So, I did this show, and I thought, I don't know if I should be doing this. I thought my audience might get mad because I had only been doing comedy for years. But Memory Trick was very well received. Thanks to Brian I had a connection who wanted to bring the show to New York. After that, I just continued being both a stand-up comedian and someone telling stories.

Some of my solo shows weren't just about my family. Some of them were about being queer. I did a show called Pretty Witty and Gay. That was in the 90s, the time of lesbian chic, when lesbians started going on the talk shows. I was asked to go on the Geraldo Rivera show. Well, I just couldn't do it. I thought, this is a trap and I'm not gonna do it. It just felt wrong, like I was reducing myself to something on a TV show in between commercials with Geraldo. Even though he is Latino, I passed on it.

Marga Gomez

Instead, I wrote a show about lesbians in the media that I premiered at Josie's and I had workshopped it at The Marsh. I was doing the show but I didn't have all the lines. So, I had little cheat sheets everywhere. I wound up dropping my notes and they flew all over the place. I had to go down on my knees and just read them in front of the audience, which included Laurie E. Seid, and Kate Bornstein. They loved that I fucked up and kept going. From there, my show Pretty, Witty and Gay, got booked at the 1993 Whitney Biennial.

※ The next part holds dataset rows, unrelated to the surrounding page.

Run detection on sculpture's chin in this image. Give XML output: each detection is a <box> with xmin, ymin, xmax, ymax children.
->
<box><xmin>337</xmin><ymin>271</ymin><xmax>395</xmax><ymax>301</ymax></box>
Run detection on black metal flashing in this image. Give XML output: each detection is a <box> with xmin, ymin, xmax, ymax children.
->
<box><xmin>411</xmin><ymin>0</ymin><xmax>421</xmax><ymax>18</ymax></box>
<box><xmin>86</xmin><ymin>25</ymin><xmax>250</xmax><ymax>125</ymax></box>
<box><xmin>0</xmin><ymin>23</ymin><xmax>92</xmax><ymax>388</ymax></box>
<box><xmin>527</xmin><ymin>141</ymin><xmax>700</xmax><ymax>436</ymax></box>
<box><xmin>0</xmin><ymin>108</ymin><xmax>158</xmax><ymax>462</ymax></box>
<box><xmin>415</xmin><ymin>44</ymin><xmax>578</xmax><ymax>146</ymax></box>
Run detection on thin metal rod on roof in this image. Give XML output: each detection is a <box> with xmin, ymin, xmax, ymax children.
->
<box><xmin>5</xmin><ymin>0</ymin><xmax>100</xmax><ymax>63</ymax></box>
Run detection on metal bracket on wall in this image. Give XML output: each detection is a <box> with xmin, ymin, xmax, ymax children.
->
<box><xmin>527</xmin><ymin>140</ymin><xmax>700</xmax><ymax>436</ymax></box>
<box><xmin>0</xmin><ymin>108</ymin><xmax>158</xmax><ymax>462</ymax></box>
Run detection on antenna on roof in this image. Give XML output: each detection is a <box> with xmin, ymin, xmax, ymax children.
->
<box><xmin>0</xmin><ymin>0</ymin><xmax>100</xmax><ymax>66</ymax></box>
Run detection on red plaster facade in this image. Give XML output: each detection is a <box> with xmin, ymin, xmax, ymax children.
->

I do feel like I’ve been able to find opportunities without trying too hard. I don't know if that's the most sensible plan. I don't know that I'd recommend that strategy because that's also why I never paid much attention to the long range, to grant writing and all that stuff. Because I figured, hey, someone's always going to be out there to book me at another biennial. The 1990s in San Francisco, for me, was a mix of queer comedy, Latino comedy, and I started doing a lot of events for Latino organizations.

B&A: When was the Whitney show?

MG: I think it was something like 1994. I remember thinking this is sponsored by Philip Morris. I’ve gotta say that cigarettes are bad. I just got to, because my dad had pretty much died because of cigarettes. So yeah, I'm no angel. I took the cigarette money. If I had known Jeff then, I wouldn't have needed the cigarette money.

JJ: Did you perform at Life on the Water?

MG: Yes, I did. In fact, I got an award from the Solo Mio Festival. Who was responsible for that?

Annie: I was in the Solo Mio Festival too. There were four producers; Joe Bullock, Marcia Crosby, Kate Boyd and Billy Talon. Billy now performs as the Reverend Billy with the Church of Stop Shopping. Billy and the Choir are touring the USA with Neal Young right now.

MG: Yeah, but wasn't it Ellen Sebastian Chang?

JJ: Yeah, and Joe Lambert was involved.

MG: A year later, Donald Montwell was pretty ill. He got an award as well from Life on the Water or maybe from the People's Theatre Coalition. I think Susan Hoffman was the head of it. I remember doing something for Joegh Bullock when he ran Climate Theater. I think it was some kind of crazy Halloween party or something on 9th Street.

B&A: I was just at his memorial. He was an incredible events producer. So, were you ever in the Queer Cultural Center’s Queer Arts Festival? You probably did several of them, right?

MG: Yes.

B&A: Jeff Jones would have written some grants to help fund those shows.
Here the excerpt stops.